H and I drank a lot together, and when we drank, we hooked up. “Hooking up” was the preferred term back then. In the morning, we didn’t talk about it. H got a boyfriend right after I met her. Then they broke up. Then she got another boyfriend. H always had a boyfriend, and she was always cheating on the boyfriend with me. We were roommates sophomore year, then got into a lover’s quarrel that we pretended was a friend fight and each moved to different parts of Europe for junior year. Senior year, we roomed together again. This time, her mother gave us matching bedspreads and H said, “Let’s put our beds together and make one big bed.” 

She was the worst friend I’d ever had. And yet, all I wanted to do was take her clothes off while we were drunk. Whenever I tell this story, people say, “But you never talked about it?” We never talked about it except for once while day-drunk on the rooftop of a Holiday Inn in St. Petersburg. I’d had enough cocktails to give me the courage to say, “I like you as more than a friend.” H laughed it off in the moment and made it into an ongoing joke after that, repeating my words back to me in a whiny voice. 

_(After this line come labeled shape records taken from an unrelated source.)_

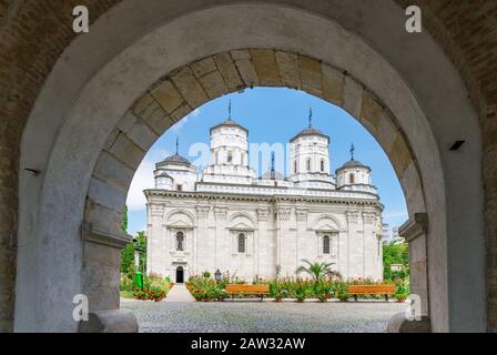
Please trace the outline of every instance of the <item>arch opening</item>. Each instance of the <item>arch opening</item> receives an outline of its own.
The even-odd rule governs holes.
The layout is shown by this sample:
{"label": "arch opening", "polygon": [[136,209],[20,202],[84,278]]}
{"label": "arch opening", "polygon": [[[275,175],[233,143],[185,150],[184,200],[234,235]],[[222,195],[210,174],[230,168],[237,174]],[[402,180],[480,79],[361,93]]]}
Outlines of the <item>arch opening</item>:
{"label": "arch opening", "polygon": [[[226,16],[226,11],[234,12],[232,16]],[[217,21],[221,12],[221,18],[225,19],[225,21],[237,18],[233,14],[239,13],[239,11],[243,11],[243,20],[247,21],[247,26],[253,24],[254,20],[260,22],[261,19],[268,19],[267,17],[271,14],[271,20],[266,22],[262,20],[265,26],[261,26],[261,29],[264,28],[267,33],[271,33],[268,37],[271,40],[262,43],[254,38],[244,38],[242,34],[239,37],[230,33],[226,38],[231,39],[223,38],[215,45],[209,49],[205,47],[200,48],[196,52],[189,45],[178,45],[179,43],[168,42],[162,44],[168,45],[168,52],[171,48],[182,47],[182,49],[175,52],[178,54],[176,57],[163,58],[161,60],[158,58],[164,57],[162,55],[164,51],[161,51],[161,44],[155,45],[155,42],[158,42],[159,38],[170,38],[168,36],[160,36],[161,31],[164,31],[164,33],[185,31],[182,26],[186,26],[186,22],[172,21],[156,29],[154,33],[136,42],[134,48],[130,47],[129,50],[114,59],[112,63],[105,67],[105,70],[99,72],[84,89],[81,89],[79,100],[73,101],[70,110],[65,110],[69,113],[62,116],[67,121],[62,125],[63,129],[60,131],[57,140],[53,142],[53,149],[50,151],[50,158],[47,160],[49,163],[43,175],[43,182],[29,185],[30,178],[21,178],[20,219],[24,219],[23,221],[27,222],[27,220],[30,220],[30,215],[34,217],[32,223],[27,222],[21,227],[23,230],[20,230],[18,257],[21,267],[18,273],[18,302],[16,311],[18,329],[29,329],[32,327],[50,328],[61,325],[67,326],[67,328],[75,327],[68,320],[67,314],[69,313],[65,312],[71,308],[70,302],[60,306],[59,302],[54,300],[53,295],[50,296],[50,294],[40,297],[42,301],[33,301],[30,297],[34,293],[27,292],[29,291],[28,288],[34,287],[29,285],[38,285],[40,287],[39,285],[42,284],[42,281],[40,281],[41,277],[34,274],[36,272],[33,270],[36,268],[42,272],[51,267],[48,262],[49,257],[47,257],[53,253],[53,248],[50,250],[50,247],[55,247],[61,253],[71,250],[72,252],[68,254],[70,257],[67,257],[63,262],[68,265],[70,274],[80,275],[79,278],[75,277],[67,284],[63,284],[67,280],[62,281],[63,277],[61,278],[60,290],[62,290],[62,294],[69,296],[75,290],[82,290],[82,285],[84,284],[90,296],[95,297],[95,302],[92,302],[94,306],[93,311],[99,312],[101,310],[113,308],[115,307],[115,303],[119,305],[119,300],[115,301],[115,298],[112,302],[105,301],[99,304],[97,293],[103,292],[104,290],[93,290],[93,285],[84,283],[89,274],[98,272],[98,265],[100,265],[99,263],[101,261],[87,258],[91,253],[83,254],[83,250],[91,252],[91,250],[105,248],[110,245],[115,248],[126,241],[126,237],[118,232],[120,210],[124,204],[126,186],[129,186],[133,171],[143,158],[148,146],[150,146],[161,132],[186,112],[211,99],[210,95],[214,98],[222,93],[233,92],[244,87],[250,88],[256,84],[300,88],[312,94],[323,97],[332,103],[342,105],[352,115],[358,118],[375,136],[378,136],[378,141],[386,145],[385,151],[396,168],[403,186],[407,186],[405,194],[409,206],[409,214],[414,216],[416,213],[428,212],[428,215],[433,217],[429,223],[429,235],[426,240],[423,240],[424,244],[420,243],[422,245],[418,245],[417,248],[423,251],[425,247],[425,253],[419,253],[422,257],[425,257],[425,262],[427,257],[426,251],[432,252],[430,262],[433,262],[433,268],[428,273],[430,274],[429,277],[436,281],[429,287],[430,293],[436,294],[436,297],[430,297],[429,300],[430,305],[432,303],[434,305],[430,314],[434,328],[453,328],[455,325],[450,322],[455,321],[449,322],[449,314],[452,313],[466,315],[465,307],[462,308],[463,311],[458,311],[459,313],[453,308],[449,312],[450,305],[446,303],[448,300],[447,287],[453,287],[454,283],[454,280],[450,280],[450,284],[447,281],[446,213],[449,211],[452,213],[450,215],[454,215],[455,212],[446,207],[445,204],[446,189],[448,187],[444,183],[444,178],[447,178],[447,172],[443,171],[443,166],[447,165],[440,162],[440,155],[445,153],[439,151],[437,143],[440,139],[434,136],[434,132],[432,131],[434,125],[430,126],[428,123],[418,101],[406,85],[405,78],[403,79],[403,77],[398,75],[377,52],[368,49],[359,39],[344,32],[343,28],[337,26],[337,23],[295,9],[282,9],[277,7],[257,9],[256,7],[246,4],[206,9],[194,14],[200,24],[197,29],[189,29],[189,31],[202,31],[203,26],[212,26],[212,20]],[[275,12],[276,16],[274,16]],[[268,23],[272,23],[273,19],[278,19],[277,21],[282,23],[302,23],[302,21],[307,20],[307,23],[314,24],[307,29],[300,29],[304,30],[301,34],[303,36],[301,38],[302,41],[300,41],[295,38],[291,39],[288,34],[280,33],[278,29],[273,26],[268,27]],[[226,28],[230,27],[226,26]],[[243,30],[244,27],[241,26],[240,28]],[[172,32],[170,32],[171,30]],[[209,32],[205,31],[205,36],[212,34]],[[219,33],[216,36],[220,36]],[[328,37],[323,38],[323,33],[327,33]],[[347,41],[344,42],[344,34],[346,34],[348,43]],[[314,42],[306,43],[310,38],[322,38],[323,41],[321,43],[327,43],[327,45],[320,47],[314,45]],[[199,40],[202,40],[202,36],[199,37]],[[205,42],[212,44],[212,41]],[[192,45],[193,43],[197,43],[197,41],[192,41]],[[146,49],[152,47],[153,50],[146,52]],[[329,52],[331,48],[344,48],[344,52],[337,58]],[[357,53],[357,49],[361,49],[359,52],[363,51],[362,53],[364,55],[351,60],[347,57],[352,53],[347,52],[347,49],[351,48],[355,48],[354,53]],[[136,57],[138,53],[140,53],[139,57]],[[213,59],[212,55],[216,54],[219,57]],[[134,81],[131,78],[132,75],[123,70],[126,63],[129,65],[130,63],[138,63],[141,60],[149,60],[150,58],[154,58],[156,61],[152,65],[145,65],[143,68],[143,71],[140,72],[141,79],[138,81]],[[237,77],[235,75],[235,71],[230,72],[230,70],[226,70],[226,73],[233,73],[233,78],[237,78],[234,80],[239,80],[241,85],[235,84],[235,82],[225,82],[226,89],[217,93],[215,92],[215,84],[210,87],[209,90],[205,89],[204,84],[209,85],[209,80],[215,81],[214,77],[219,78],[221,75],[221,78],[224,78],[223,72],[221,70],[204,72],[204,75],[200,74],[199,78],[187,63],[196,63],[200,68],[202,67],[200,60],[207,58],[211,58],[216,67],[217,62],[226,60],[230,68],[237,69]],[[316,60],[316,58],[320,60]],[[332,61],[331,64],[329,61]],[[163,65],[164,63],[165,65]],[[205,63],[203,62],[203,64]],[[282,65],[282,63],[285,63],[286,67]],[[246,77],[244,77],[241,73],[243,70],[240,69],[240,65],[246,65],[245,69],[252,68],[252,71],[245,71]],[[296,73],[293,71],[295,68],[297,68]],[[144,73],[145,75],[143,75]],[[226,73],[225,75],[229,75]],[[156,82],[159,78],[163,78],[164,74],[171,78],[173,85],[179,85],[179,83],[174,82],[175,79],[179,82],[183,81],[183,84],[190,82],[191,85],[185,84],[183,87],[184,92],[182,92],[181,88],[176,87],[179,90],[176,91],[180,93],[179,97],[168,98],[168,95],[164,95],[158,99],[152,92],[168,91],[169,85],[168,81],[160,81],[158,87],[153,87],[142,95],[141,100],[135,101],[135,104],[129,110],[130,103],[142,94],[146,88],[151,88],[150,85]],[[212,75],[204,78],[206,74]],[[327,78],[326,84],[323,81],[325,77]],[[113,80],[109,80],[110,78],[119,79],[114,82]],[[204,80],[203,83],[199,81],[202,78]],[[320,78],[320,80],[316,80],[316,78]],[[361,78],[362,81],[358,81],[356,78]],[[106,97],[102,94],[102,89],[104,88],[105,90],[109,90],[112,85],[122,88],[122,83],[133,81],[135,87],[128,89],[129,91],[111,91]],[[410,84],[410,80],[407,81]],[[197,84],[200,87],[196,87]],[[203,94],[197,95],[201,91],[196,92],[194,88],[204,88],[201,90]],[[210,90],[212,90],[211,93]],[[105,100],[103,100],[104,97]],[[420,95],[420,98],[423,99],[424,95]],[[181,101],[180,105],[176,106],[174,103],[171,103],[170,99],[173,102],[174,99]],[[169,101],[172,105],[164,106],[159,101]],[[169,111],[170,109],[171,111]],[[429,111],[432,108],[427,110]],[[42,116],[39,111],[34,111],[34,115],[37,113]],[[92,116],[92,122],[90,123],[88,120],[84,120],[84,116]],[[437,114],[434,114],[434,116],[440,119]],[[124,121],[123,118],[128,121]],[[130,122],[133,122],[133,124]],[[84,134],[81,134],[82,128]],[[438,128],[434,126],[434,130]],[[28,148],[24,146],[24,151],[29,151],[29,145],[36,142],[36,140],[30,139],[29,131],[28,129],[28,133],[24,135],[24,142],[28,145]],[[77,148],[81,150],[79,155],[74,155]],[[33,150],[31,149],[31,151]],[[477,155],[478,151],[475,151],[475,154]],[[79,156],[79,159],[77,162],[73,162],[70,159],[71,156]],[[443,159],[446,159],[445,155]],[[62,162],[65,168],[60,165]],[[92,170],[92,168],[94,169]],[[109,172],[109,169],[114,172],[122,172],[120,176],[125,178],[112,179],[115,175]],[[426,184],[427,175],[430,178],[429,184]],[[112,182],[105,181],[105,176],[111,176]],[[68,185],[67,181],[71,181],[71,184]],[[72,187],[72,190],[65,190],[67,187]],[[34,196],[39,196],[36,199],[40,199],[41,201],[34,204],[39,206],[40,211],[30,211],[30,204],[27,202],[32,197],[22,200],[23,194],[26,196],[27,192],[34,189],[40,189],[41,191],[41,193],[34,194]],[[419,193],[423,191],[424,194]],[[71,202],[73,206],[68,209],[63,199]],[[62,219],[62,213],[60,213],[62,211],[70,211],[72,213],[71,217],[68,219],[65,216]],[[54,220],[53,215],[60,216]],[[83,221],[88,223],[84,224],[85,227],[83,230],[85,242],[81,244],[80,225]],[[57,225],[57,230],[49,229],[49,225]],[[30,235],[34,235],[34,237],[31,239],[29,237]],[[65,239],[55,241],[51,235],[64,235]],[[42,241],[47,245],[45,248],[32,247],[33,244],[41,244]],[[422,240],[418,239],[418,241]],[[26,247],[27,245],[30,247]],[[74,245],[80,245],[80,247],[74,248]],[[39,254],[33,255],[33,253]],[[454,255],[450,254],[450,256]],[[24,265],[30,264],[27,262],[30,258],[36,261],[40,267],[24,267]],[[95,264],[92,265],[92,262],[95,262]],[[83,265],[82,272],[81,265]],[[93,266],[94,268],[92,268]],[[29,283],[27,282],[29,280],[36,282]],[[40,287],[40,290],[44,288]],[[481,300],[476,301],[480,305]],[[458,300],[458,302],[463,301]],[[63,308],[64,312],[60,311],[53,315],[43,314],[43,316],[39,317],[42,321],[37,321],[33,320],[33,315],[37,312],[31,312],[33,307],[38,310],[59,311]],[[477,308],[480,310],[480,306]],[[475,307],[473,306],[471,311],[474,310]],[[481,324],[480,313],[473,312],[468,316],[475,320],[474,324]]]}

A few months into senior year, H told the office I was hitting on her and asked to be moved to a different building. I wouldn’t find this out until college was over. I drank more, we hooked up more. She got another new boyfriend, a guitarist this time, and the school therapist gave me the number of a fellow student who was open to talking about sexuality with me. I met with this fellow student once. I let her do all the talking. 

Drinking allowed me to become a different person — one who was free, or at least one who didn’t give a shit. I remember waking up one morning to a guy in my bed. I asked him to leave, then I put some wine in a thermos and walked for miles along the numbered streets of the crappy part of St. Pete where nobody walked. It was blindingly sunny every day in Florida. If not for all the wine, I would have felt over-exposed.

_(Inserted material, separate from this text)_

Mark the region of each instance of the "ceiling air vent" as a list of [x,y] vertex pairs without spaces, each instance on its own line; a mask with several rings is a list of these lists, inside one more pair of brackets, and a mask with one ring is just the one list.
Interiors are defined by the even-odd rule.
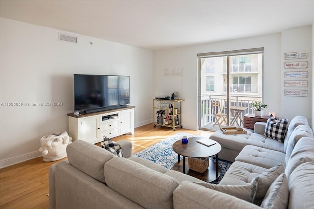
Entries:
[[67,35],[62,33],[58,33],[59,41],[66,41],[67,42],[78,43],[78,37],[72,35]]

The story of me and H should have ended many times, but like most relationships, it exceeded its expiration date. After college, we were supposed to move to San Francisco together. I moved to Boston instead. 

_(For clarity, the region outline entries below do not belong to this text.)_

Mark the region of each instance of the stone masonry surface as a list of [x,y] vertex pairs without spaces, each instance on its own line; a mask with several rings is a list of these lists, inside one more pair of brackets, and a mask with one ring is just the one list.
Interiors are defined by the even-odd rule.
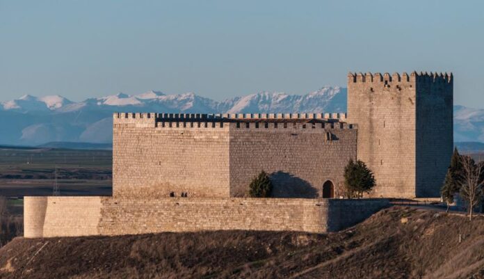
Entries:
[[356,127],[338,120],[177,116],[115,113],[115,197],[240,197],[264,170],[275,197],[317,198],[356,159]]
[[348,76],[348,121],[375,197],[439,197],[452,154],[452,74]]
[[[348,114],[115,113],[113,196],[25,197],[24,237],[336,231],[389,205],[321,198],[323,184],[339,196],[356,159],[375,173],[370,196],[439,196],[452,154],[452,74],[348,78]],[[241,198],[262,170],[273,198]]]
[[385,199],[111,197],[26,197],[24,202],[28,238],[218,230],[326,232],[389,204]]

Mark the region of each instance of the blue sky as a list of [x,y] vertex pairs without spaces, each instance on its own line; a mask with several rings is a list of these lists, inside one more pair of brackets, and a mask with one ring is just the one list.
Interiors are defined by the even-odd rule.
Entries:
[[221,99],[452,71],[484,107],[483,1],[0,0],[0,100],[150,89]]

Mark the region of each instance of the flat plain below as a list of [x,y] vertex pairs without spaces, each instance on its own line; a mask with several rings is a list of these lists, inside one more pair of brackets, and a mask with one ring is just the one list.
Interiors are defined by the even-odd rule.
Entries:
[[0,196],[110,196],[112,151],[0,147]]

A few months later, H moved to Boston too. And it went on. She got another new boyfriend; this one she would eventually marry. On his birthday, H and I made out in his bathroom. On a camping trip in New Hampshire with all his friends, we groped each other in the forest. If anyone had happened upon us, we might have said we were changing, or hugging, or braiding each other’s hair. 

After 3 years in Boston, I finally came out when a nice guy I was dating wanted to have sex with me sober on a Sunday afternoon. After he left, I opened a bottle of wine, then I called H. She came over to console me. We kept hooking up after that, under the same unspoken terms: only when drunk. We kept not talking about it. I didn’t know what I wanted from her. I still don’t. I never imagined she could become my girlfriend-girlfriend. She considered herself straight, and this is the thing about labels: Only you get to label yourself. 

The end of H was a fade-away, one that felt unavoidable and organic. At 28, I moved to New York; she came to visit. I remember her being overly confused about the subway. I remember she tucked her shirt into her jeans. As we had done in Boston, we drank wine before going out. We went to a lesbian bar, the Cubbyhole, and when we came home, I didn’t want to kiss her anymore.

In my life as a gay/queer/whatever-you-want-to-call-me woman, I’ve spent a lot of time chasing straight chicks. I spent the longest time on H. That felt like a real relationship, even though we never labeled it. And then there have been all the straight women before and after and in between who I’ve spent hours and days and months fantasizing about. 

I say I’ve spent my hope on the straight chicks I’ve chased, but I question the authenticity of my hope. Because what have I really wanted? I haven’t wanted them. I’ve wanted the great comfort of running in circles. I’ve wanted only the chase. 

With some of them, I’ve lived entire lifetimes in my head. We’ve moved to France and San Francisco and maybe the Maldives. We’ve had the best lives. It’s been perfect, because that’s how things are when they’re not allowed to be real.